Stress taxes the mind, body, and spirit. It can rob us of our productivity and joy.

What is it that stresses you the most in your day to day work and ministry?

  • Overload – too much to do in the time allotted?
  • Frequent interruptions when you’re trying to prepare a sermon?
  • Negative comments from a dissatisfied parishioner?
  • Difficulty moving forward with an agenda because someone invariably has an objection?

Step one in reducing or managing your stress? Master your mindset!

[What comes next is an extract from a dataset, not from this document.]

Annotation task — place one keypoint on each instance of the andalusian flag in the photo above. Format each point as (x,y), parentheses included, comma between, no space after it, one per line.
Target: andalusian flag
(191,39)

Mindset is the collection of thoughts you regularly think. It is your view of things. Mindset matters in stress management. Use this process:

  1. Identify the event that stresses you most and write down the thoughts you typically think when this event occurs. (Just write down your raw, automatic thoughts.)
     

  2. Examine these thoughts by asking, “Are they true, realistic, helpful? What would be a more accurate, realistic, hopeful appraisal of the situation?”
     

  3. Write out the most hopeful, accurate, and helpful appraisal of the situation. Examples:


    “I can’t stand it any longer” may lead to feelings of extreme frustration or hopelessness. Simply changing the thought to “This situation is very difficult to manage” is not only more accurate, it is also more hopeful. The result is a decrease in frustration and fewer stress hormones.

    Thinking “people don’t want to grow” will likely lead to irritation, frustration, and impatience. Simply changing this to “people are having difficulty envisioning and embracing growth and change” reduces frustration and hopelessness and leads to more creative thinking about the problem.

  4. Place this somewhere where you can remind yourself to reset your mindset when necessary.
     

  5. Repeat this process as many times as necessary for situations that stress you out.

Negative self-talk leads to feelings of frustration, overwhelm, discouragement, anger, or hopelessness. The brain responds to these negative emotions by signaling the body to release stress hormones. When this occurs on a routine basis, it can lead to burnout.

Developing a mindset based in hopefulness and realism leads naturally to problem solving. It also promotes a sense of mastery and confidence. The emotional response becomes increasingly calm.

This isn’t to say you will no longer get upset or stressed sometimes. Your ministry role entails occasional difficult encounters with people and challenges in leading people toward goals.

However, you can develop a mindset that helps you reach your goals in the midst of the stress.